Consideremos finalmente la indeterminación respecto a la ordenación de los
medios al fin. La voluntad se mueve a la elección de los medios a partir de la
intención del fin. Pero, ¿en qué condiciones está indeterminada esa elección?
Pongámonos en el caso más favorable de que el fin intentado sea el último y que,
en consecuencia, sea objeto de una intención necesaria. La voluntad quedará
indeterminada respecto a los medios que no guarden una relación necesaria con
ese fin, o cuya relación necesaria con el fin, dado que exista, no sea conocida.
Es lo mismo que acontece con el conocimiento racional. Admitidos los primeros
principios, no por eso hay que admitir todas las verdades cuyo enlace con ellos
sea sólo contingente. Es más, aunque una determinada verdad esté necesariamente
enlazada con los primeros principios, la razón no estará forzada a asentir a
ella, si no conoce ese enlace. Así, la voluntad tiende necesariamente al bien
sin restricción, que es su último fin, pero en la elección de los medios no está
obligada a adherirse a los que sólo guardan con aquél una relación contingente,.
ni tampoco a los que, aun necesariamente enlazados con el fin, no sean conocidos
en ese su enlace necesario. En este último caso, la voluntad humana posee una
indeterminación subjetiva originada por un defecto del coocimiento. A ella se
une la indeterminación subjetiva resultante de un decaimiento o falta de firmeza
en su ordenación al fin. En uno y otro caso hay posibilidad de que la voluntad
se aparte de su verdadero bien para tender hacia su verdadero mal bajo la
apariencia de bien. Ésta es la I. de contrariedad, defecto y no especie de la
verdadera I. Santo Tomás escribe : «querer el mal no es libertad, ni especie de
libertad, aunque sea cierto signo de ella» (De Veritate, q22 a7, c).
8. La libertad como dominio de los propios actos. Pasemos ahora a
considerar el actual dominio que la voluntad tiene de sus actos, en el que, como
se ha dicho, consiste propiamente la I. Ese dominio no es posible sino porque la
voluntad es dueña de aquello mismo por lo que se determina a obrar, a saber, el
último juicio práctico del entendimiento. Mas para la intelección de este aserto
es preciso que consideremos con algún detalle el proceso del acto humano libre.
El primer impulso del acto voluntario es la intención del fin (v.). En
ella intervienen el entendimiento y la voluntad, actuando de diversa manera. El
primero presentando el fin como asequible por tales y tales medios; la segunda
tendiendo a ese fin con una impulsión indivisible que engloba también la
aceptación de los medios.

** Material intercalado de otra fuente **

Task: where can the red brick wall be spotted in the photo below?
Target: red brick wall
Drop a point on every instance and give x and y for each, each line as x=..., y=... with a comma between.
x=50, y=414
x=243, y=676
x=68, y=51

Así, la intención es formalmente un acto de la
voluntad, pero en orden al entendimiento. Ahora bien, el acto voluntario
adquiere mucha mayor complejidad cuando se desciende desde la intención del fin
a la elección de los medios.
El paso del fin a los medios es comparable al tránsito del universal a los
particulares, pues así como el universal es necesario y los particulares son
contingentes, así también el fin es fijo e inmóvil, mientras que los medios son
variables e indeterminados. Por ello, el conocimiento de los medios concretos
que hay que elegir en cada caso está normalmente envuelto en la duda. Y es para
eliminar esa duda para lo que echamos mano de la conveniente ponderación de los
pros y los contras, que se llama deliberación. Conviene dejar bien claro que el
objeto de la deliberación nunca es el fin como tal, sino los medios. Si en algún
caso llevamos la deliberación sobre el mismo fin, éste ya no es tomado como fin,
sino como medio en orden a otro fin ulterior. Pues bien, así como toda
deliberación tiene que estar limitada a parte ante, por la intención del fin,
también lo debe estar a parte post, por el juicio o juicios de la razón práctica
que nos señalan lo que debemos hacer aquí y ahora.

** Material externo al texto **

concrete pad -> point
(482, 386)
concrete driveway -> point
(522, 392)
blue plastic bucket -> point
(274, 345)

Tras la deliberación y rimando con ella viene el consentimiento de la
voluntad, por el cual ésta se adhiere a los resultados de aquélla. Pero es el
caso que el consentimiento puede versar sobre varios juicios prácticos
diferentes, aceptándolos por lo que hay de bueno en cada una de las acciones que
proponen, y es claro que una deliberación no puede concluir definitivamente así.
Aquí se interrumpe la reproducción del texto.